Interview with Dr. Tompkins by Gez Medinger


Senior Member

Hope my link works. This is a very recent interview with Dr.Tompkins. Gez Medinger, (LC patient) poses brilliant questions, one after another. Good overview of what is going on in ME.

Discouraging: that Dr. Tompkins says there is only 10% advancement on this disease thus far. Very heartbreaking.

My hope: that LC researchers and money move things forward faster.

PS: when asked by Gez about microclots, the response was that haematologists have not taken an interest in ME: so we do not know.


Senior Member
United States, New Hampshire
Hope my link works.

The link works fine. Thank you for posting this. What a really interesting interview! They touched on many different aspects of both Long Covid and ME/CFS.

Dr. Tompkins thinks Long Covid and ME/CFS are different expressions of the same illness. If they are, the ongoing LC research should benefit us too.


I really wish that Dr. Tompkins had been able to answer the question (paraphrased), "What research would you do with say a large donation from a potential benefactor like Elon Musk?" Such a wasted opportunity to make a sales pitch. One never knows who is watching a program, perhaps a potential big money donor who is inspired by one's commitment and vision.


Senior Member
Excellent interview @perrier.....thank-you. Also thanks to the LC patient, Gez for his questions that made so much sense.

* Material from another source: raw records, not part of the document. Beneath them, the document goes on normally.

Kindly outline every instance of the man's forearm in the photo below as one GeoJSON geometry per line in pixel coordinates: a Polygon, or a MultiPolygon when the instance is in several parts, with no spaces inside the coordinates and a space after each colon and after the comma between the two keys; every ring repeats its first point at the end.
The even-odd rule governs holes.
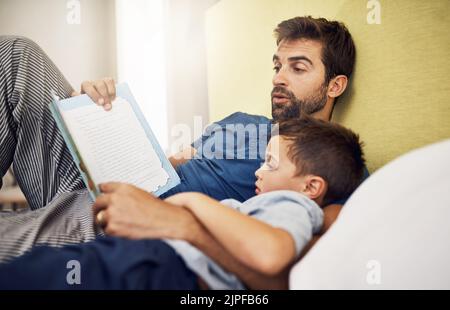
{"type": "Polygon", "coordinates": [[[289,269],[276,276],[265,276],[241,264],[200,224],[190,242],[225,270],[235,274],[249,289],[287,289],[289,269]]]}
{"type": "Polygon", "coordinates": [[[197,153],[197,150],[193,147],[188,147],[181,152],[174,154],[169,157],[169,161],[172,164],[172,166],[175,168],[178,165],[182,165],[186,163],[187,161],[191,160],[195,154],[197,153]]]}

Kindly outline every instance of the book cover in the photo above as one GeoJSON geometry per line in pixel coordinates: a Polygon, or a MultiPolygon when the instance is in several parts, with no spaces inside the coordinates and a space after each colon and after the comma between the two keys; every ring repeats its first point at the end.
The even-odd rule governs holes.
{"type": "Polygon", "coordinates": [[[156,196],[180,183],[126,83],[116,86],[111,111],[87,95],[55,98],[50,110],[94,200],[105,182],[156,196]]]}

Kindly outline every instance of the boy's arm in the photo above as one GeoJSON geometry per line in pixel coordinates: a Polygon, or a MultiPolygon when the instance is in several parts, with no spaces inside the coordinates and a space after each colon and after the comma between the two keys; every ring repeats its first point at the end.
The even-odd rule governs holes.
{"type": "Polygon", "coordinates": [[[199,193],[166,201],[188,208],[223,248],[244,265],[265,275],[280,274],[295,259],[291,235],[199,193]]]}

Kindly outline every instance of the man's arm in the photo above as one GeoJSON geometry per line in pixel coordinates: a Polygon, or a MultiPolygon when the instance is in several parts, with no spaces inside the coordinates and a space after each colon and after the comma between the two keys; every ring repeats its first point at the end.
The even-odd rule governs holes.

Why do we have this tremendous stigma still attached to us? Looking back over 35 yrs. at what was going on, I honestly feel the U.S. govt (and that of other countries) simply didn't want to deal with one more immune problem. AIDS was in full force and we were at best, ignored. As a matter of fact, we may have come out better if we had been ignored for say, 10 years.

There seems to be built-up animosity towards us. I understand the reluctance of some LH patients to want to join forces with us, but at the same time we have more going for us then we ever had. True, 10% doesn't sound like much, but when you look at the many broad studies going on, it's certainly better than anywhere we've ever been.

I think one of our basic problems is our symptoms: We have to ask....How is it possible that one person can have so many symptoms? It's often overwhelming yet these symptoms exist for so many of us. As we get older, I know that I've seen nothing but one thing piled on top of another and another, etc.

So most of the money given by the NIH will go for more questionnaires? Good going, huh? Yours, Lenora.